This Rejected Will Ferrell ‘SNL’ Sketch Sounds Funnier Than Anything From Recent Seasons

‘SNL’ should take a trip to Unicorn Mountain
This Rejected Will Ferrell ‘SNL’ Sketch Sounds Funnier Than Anything From Recent Seasons

Will Ferrell and Harper Steele are making the rounds promoting their new documentary Will & Harperstopping by to catch up with old SNL co-worker Seth Meyers. The former Saturday Night Live compatriots took the opportunity to talk about some of their most spectacular misses on the show. 

“Harper, you wrote some of my favorite things at SNL,” said Meyers, “but you probably had some wonderful failures.”

“Oh my God,” Steele replied. “More failures than successes, yes.”

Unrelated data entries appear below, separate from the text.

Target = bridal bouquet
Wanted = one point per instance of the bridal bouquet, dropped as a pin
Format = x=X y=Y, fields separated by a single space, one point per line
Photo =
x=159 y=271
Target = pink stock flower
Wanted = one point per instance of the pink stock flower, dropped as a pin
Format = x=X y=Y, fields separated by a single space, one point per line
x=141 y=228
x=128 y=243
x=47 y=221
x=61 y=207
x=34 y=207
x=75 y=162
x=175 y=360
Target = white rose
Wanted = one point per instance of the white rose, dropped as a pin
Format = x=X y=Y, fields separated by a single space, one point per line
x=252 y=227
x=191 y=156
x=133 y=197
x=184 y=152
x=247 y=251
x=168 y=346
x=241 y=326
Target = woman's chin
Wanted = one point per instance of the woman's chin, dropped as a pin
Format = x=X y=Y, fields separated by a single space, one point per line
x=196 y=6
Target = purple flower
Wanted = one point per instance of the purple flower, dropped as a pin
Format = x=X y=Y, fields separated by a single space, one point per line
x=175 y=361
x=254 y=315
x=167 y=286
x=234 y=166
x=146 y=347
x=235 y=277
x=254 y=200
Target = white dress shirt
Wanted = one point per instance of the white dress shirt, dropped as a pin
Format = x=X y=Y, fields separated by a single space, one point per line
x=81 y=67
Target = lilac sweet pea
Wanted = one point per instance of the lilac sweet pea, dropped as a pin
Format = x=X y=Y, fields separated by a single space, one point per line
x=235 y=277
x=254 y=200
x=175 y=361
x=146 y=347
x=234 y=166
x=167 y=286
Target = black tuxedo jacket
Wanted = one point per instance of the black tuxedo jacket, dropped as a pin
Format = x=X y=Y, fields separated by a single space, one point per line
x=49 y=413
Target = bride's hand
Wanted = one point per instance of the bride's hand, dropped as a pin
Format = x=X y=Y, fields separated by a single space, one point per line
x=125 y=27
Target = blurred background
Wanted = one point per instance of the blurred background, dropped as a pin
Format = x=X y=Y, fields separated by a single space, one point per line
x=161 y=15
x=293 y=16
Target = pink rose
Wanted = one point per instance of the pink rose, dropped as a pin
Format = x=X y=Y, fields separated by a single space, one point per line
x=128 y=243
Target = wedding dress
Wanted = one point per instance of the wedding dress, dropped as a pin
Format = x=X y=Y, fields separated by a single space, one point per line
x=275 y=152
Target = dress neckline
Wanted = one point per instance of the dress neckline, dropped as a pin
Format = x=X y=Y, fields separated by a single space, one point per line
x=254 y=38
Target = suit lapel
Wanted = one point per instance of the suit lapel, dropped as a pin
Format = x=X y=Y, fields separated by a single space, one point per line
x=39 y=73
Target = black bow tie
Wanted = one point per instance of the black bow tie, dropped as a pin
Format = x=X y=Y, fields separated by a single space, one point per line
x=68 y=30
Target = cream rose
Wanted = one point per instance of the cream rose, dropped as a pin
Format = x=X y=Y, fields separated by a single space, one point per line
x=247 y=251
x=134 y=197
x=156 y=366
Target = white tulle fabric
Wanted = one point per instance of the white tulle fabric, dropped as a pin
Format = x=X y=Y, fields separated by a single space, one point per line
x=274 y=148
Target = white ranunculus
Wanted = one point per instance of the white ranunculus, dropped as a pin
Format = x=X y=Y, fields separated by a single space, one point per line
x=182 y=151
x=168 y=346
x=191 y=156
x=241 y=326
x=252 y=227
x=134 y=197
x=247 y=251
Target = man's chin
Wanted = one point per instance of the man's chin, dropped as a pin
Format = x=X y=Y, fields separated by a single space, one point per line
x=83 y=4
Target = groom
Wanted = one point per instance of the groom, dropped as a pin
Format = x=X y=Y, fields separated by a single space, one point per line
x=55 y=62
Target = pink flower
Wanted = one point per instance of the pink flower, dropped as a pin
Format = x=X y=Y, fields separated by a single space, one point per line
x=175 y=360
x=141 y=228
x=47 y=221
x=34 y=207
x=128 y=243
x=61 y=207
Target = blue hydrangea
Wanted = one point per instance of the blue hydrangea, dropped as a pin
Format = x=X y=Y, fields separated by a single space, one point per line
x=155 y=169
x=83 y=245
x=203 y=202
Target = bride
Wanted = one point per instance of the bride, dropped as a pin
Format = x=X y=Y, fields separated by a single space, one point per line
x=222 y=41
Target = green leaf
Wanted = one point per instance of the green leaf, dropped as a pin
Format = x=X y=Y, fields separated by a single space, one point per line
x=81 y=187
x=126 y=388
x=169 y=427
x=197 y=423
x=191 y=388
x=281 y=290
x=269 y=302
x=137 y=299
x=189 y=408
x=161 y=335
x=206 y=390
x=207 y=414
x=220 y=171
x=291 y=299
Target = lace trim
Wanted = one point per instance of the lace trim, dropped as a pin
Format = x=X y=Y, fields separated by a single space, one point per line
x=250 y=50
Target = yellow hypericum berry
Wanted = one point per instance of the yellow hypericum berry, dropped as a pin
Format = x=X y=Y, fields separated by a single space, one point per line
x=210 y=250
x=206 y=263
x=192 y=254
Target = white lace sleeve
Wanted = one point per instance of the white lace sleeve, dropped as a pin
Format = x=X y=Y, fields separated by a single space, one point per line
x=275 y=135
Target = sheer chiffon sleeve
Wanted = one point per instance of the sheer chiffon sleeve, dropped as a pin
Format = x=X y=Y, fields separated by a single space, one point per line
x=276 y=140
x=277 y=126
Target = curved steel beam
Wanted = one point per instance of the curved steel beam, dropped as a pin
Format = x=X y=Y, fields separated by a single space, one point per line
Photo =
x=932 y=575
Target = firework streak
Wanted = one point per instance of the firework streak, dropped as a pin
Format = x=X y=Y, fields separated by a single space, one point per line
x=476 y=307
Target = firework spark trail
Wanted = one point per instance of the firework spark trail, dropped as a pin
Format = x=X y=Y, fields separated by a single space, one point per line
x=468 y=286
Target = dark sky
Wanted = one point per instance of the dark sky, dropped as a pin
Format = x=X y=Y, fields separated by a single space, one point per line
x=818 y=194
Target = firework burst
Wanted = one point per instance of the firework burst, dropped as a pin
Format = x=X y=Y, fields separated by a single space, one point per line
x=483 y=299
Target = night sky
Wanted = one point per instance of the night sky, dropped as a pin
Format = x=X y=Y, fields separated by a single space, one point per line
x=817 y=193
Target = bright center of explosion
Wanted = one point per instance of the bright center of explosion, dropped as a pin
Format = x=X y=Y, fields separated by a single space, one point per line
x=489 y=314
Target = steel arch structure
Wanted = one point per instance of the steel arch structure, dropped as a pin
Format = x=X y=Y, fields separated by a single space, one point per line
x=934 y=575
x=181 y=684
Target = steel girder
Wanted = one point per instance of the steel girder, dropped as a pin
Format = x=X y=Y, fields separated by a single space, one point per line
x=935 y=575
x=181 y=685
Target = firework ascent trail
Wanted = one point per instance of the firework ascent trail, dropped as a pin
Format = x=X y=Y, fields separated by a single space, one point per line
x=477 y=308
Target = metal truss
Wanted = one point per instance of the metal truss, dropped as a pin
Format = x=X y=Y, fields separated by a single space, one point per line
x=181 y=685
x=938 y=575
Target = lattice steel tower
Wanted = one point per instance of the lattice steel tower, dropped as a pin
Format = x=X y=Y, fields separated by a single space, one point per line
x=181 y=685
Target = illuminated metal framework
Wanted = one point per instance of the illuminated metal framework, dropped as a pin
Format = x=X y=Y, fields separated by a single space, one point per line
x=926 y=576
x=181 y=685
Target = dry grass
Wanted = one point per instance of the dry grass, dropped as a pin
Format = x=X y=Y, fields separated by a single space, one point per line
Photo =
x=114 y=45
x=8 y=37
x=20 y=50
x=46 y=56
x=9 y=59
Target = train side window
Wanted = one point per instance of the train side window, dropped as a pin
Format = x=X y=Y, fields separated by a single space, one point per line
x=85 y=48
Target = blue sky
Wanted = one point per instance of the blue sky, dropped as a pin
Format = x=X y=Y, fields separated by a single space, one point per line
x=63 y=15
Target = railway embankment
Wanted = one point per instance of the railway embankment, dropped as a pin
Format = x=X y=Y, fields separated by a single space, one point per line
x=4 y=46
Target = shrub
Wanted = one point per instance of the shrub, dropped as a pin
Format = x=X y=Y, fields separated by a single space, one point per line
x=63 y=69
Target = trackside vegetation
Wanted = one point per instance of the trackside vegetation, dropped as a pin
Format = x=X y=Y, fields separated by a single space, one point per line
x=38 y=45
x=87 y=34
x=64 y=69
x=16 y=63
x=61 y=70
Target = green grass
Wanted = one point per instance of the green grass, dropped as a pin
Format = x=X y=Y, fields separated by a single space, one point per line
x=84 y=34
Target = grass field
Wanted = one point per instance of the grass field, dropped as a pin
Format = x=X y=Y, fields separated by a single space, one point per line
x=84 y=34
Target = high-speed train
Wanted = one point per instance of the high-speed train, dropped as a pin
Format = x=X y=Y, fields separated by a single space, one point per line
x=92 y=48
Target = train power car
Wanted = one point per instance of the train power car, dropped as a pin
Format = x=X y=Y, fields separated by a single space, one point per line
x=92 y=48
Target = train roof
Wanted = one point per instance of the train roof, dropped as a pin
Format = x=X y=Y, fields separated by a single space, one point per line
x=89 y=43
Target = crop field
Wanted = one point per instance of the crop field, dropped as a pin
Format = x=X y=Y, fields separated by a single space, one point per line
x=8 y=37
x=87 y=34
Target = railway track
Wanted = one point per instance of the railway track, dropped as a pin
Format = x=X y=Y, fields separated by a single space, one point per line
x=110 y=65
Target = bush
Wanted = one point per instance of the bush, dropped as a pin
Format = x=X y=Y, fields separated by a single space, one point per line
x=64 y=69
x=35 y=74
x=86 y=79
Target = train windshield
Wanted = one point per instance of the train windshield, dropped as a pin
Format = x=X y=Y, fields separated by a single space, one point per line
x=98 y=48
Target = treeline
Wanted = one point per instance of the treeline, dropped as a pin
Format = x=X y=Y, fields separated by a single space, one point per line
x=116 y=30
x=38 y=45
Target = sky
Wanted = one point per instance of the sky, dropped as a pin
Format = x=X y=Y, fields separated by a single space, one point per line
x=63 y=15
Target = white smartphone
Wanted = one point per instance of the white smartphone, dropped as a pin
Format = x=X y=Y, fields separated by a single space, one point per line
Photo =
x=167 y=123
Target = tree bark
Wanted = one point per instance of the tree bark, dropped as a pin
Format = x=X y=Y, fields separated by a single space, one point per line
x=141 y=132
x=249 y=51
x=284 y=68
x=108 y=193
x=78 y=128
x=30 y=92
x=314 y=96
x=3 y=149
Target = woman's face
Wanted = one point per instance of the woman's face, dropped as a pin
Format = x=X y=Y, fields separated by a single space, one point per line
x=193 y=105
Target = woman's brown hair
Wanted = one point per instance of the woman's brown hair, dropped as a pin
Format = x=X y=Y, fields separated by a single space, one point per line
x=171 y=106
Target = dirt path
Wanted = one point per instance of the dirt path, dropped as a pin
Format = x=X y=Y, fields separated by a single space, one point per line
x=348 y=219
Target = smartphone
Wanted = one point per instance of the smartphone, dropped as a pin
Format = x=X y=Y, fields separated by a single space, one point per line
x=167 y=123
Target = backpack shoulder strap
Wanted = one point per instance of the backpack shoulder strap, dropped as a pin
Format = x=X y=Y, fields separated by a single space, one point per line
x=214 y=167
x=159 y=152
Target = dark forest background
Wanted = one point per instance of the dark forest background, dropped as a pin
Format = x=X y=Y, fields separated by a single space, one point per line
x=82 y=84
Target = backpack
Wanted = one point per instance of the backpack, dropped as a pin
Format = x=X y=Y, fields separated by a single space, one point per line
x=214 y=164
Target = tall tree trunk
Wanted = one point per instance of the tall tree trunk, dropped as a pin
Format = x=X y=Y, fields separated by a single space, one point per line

When Meyers asked the friends if they had an old sketch they wished could be revived, Ferrell and Steele arrived at a consensus: Unicorn Mountain. 

It’s a sketch that got rejected multiple times in multiple iterations over the years. “The way we wrote it — because we did this a few times, by the way, it never worked — I would write a half and then hand it to Will, and then he would write the second half,” Steele explained. “And then we would just reveal what we did at the read-through.”

That’s one way to guarantee a surprise. In one iteration, Ferrell wrote a five-page song introducing a kids’ show called Unicorn Mountain. “Incredibly long,” said Steele. “And it was the unicorns are free and they’re friendly and they love everyone.”

That’s the set-up. The payoff that got revealed at the pitch session? “And then my half, we open on Unicorn Mountain, and Tracy Morgan and Will are eating a unicorn,” said Steele to raucous laughter from the Late Night with Seth Meyers crowd. “Talking about how easy it was to catch them.”

The easily captured, unsuspecting unicorn “faces were so sweet,” giggled Ferrell. “They had no idea.”

“Do you hear this laughter, Lorne Michaels?” Steele asked the SNL producer, presumably roaming the 30 Rock halls elsewhere in the building. 

“Lorne!” shouted Ferrell. “Why did you cut this?”

It’s a fair question, considering the massive amount of mediocre sketches that make it to air each week. Maybe Michaels can revive it for the season opener? Or perhaps wait until the inevitable Ferrell hosting effort this season.

SNL could also revive another Steele bit never intended for air. When she wrote for the show, her office was next to one occupied by Amy Poehler, Maya Rudolph and writer Emily Spivey. “We have these giant, big windows here in 30 Rock,” Steele explained. “And I made this little character 17 floors up who would knock on their window. And he was perverted. He was a creep.”

Creepy character Rupert was a crudely drawn face attached to a long pole. Steele would extend Rupert out the window of her office to tap on the one belonging to Poehler, Rudolph and Spivey. “I would bang on the window,” Steele confessed. “And then there was a thought bubble coming out of his head, like, ‘God, I want to get in there and check those boobies out.’”

The women would yell and charge into Steele’s office. “I had to pull the thing back and get on my computer,” she said, miming typing motions to suggest she was in the middle of a big sketch.

Meyers laughed remembering Steele pulling off the prank in the middle of winter. It was a dead giveaway when Poehler and company arrived and “your office would be freezing.”